The reduction in vaccine procurement is particularly concerning, given that vaccine preventable diseases such as measles, meningitis, and diphtheria can have devastating consequences, especially for children under five.
“We must ask ourselves what truly constitutes sustainable debt,” said Togo’s President Faure Gnassingbé.
“Many African countries face competing pressures, servicing debt while addressing health, education, and security needs. Without peace, there can be no development.”
The Abuja Declaration of 2001, a pivotal commitment made by African Union (AU) member states, aimed to reverse this trend by pledging to allocate at least 15 per cent of national budgets to the health sector.
However, more than two decades later, only three countries—Rwanda, Botswana, and Cabo Verde—have consistently met or exceeded this target, according to WHO.
Recurring outbreaks of Mpox, Ebola, cholera, measles, alongside effects of climate change and humanitarian crises in Eastern DRC, the Sahel, and Sudan, are overwhelming systems stretched by chronic underfunding.
Despite the proven power of vaccines to save lives, over 500,000 children under five in Africa continue to die each year from preventable diseases, including measles, diphtheria, tetanus, polio, and whooping cough—diseases that have been nearly eradicated in much of the world.
Providing effective protection against these illnesses should be straightforward, yet across the continent, vaccination remains out of reach for millions.
Limited domestic health funding, low trust in vaccines, political instability, and the challenge of accessing remote communities all contribute to the problem.
Dr Adedeji Adeniran, Director of Research, Centre for the Study of the Economies of Africa (CSEA), noted that debt servicing reduces room for government health budgets and spending and pushes costs onto households.
Adeniran also pointed out that low government spending on health results in heavy reliance on external funding, foreign aid, and humanitarian assistance to address the country’s health needs.
“This heavy reliance on donor and external financing makes African health systems vulnerable when fiscal pressures mount.

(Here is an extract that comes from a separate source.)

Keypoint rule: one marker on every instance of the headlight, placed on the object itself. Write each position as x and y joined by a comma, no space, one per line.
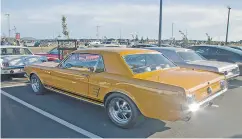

“Debt distress and tighter global financing conditions like the elimination of the USAIDs, often complicate governments’ ability to meet counterpart or co-financing obligations for critical programmes such as immunisation, HIV, TB, and malaria.
“When treasuries are cash-strapped, these obligations are either delayed or unmet, raising the risk of service interruptions and threatening hard-won health gains,” Adeniran said.
Recommending countries to mitigate this negative impact by protecting health with programme-level spending floors; raising better domestic revenues (especially well-designed health taxes); tapping innovative instruments (debt-for-health, special drawing rights (SDRs) re-channelling via AfDB).
He further advised pooling procurement; and accelerating pre-payment social health insurance with primary healthcare at the core while tightening public financial management and efficiency inside the health sector.
Data from Africa CDC revealed that one in five children in Africa still lacks access to even a single routine vaccine, as a result, millions of children remain vulnerable to preventable diseases.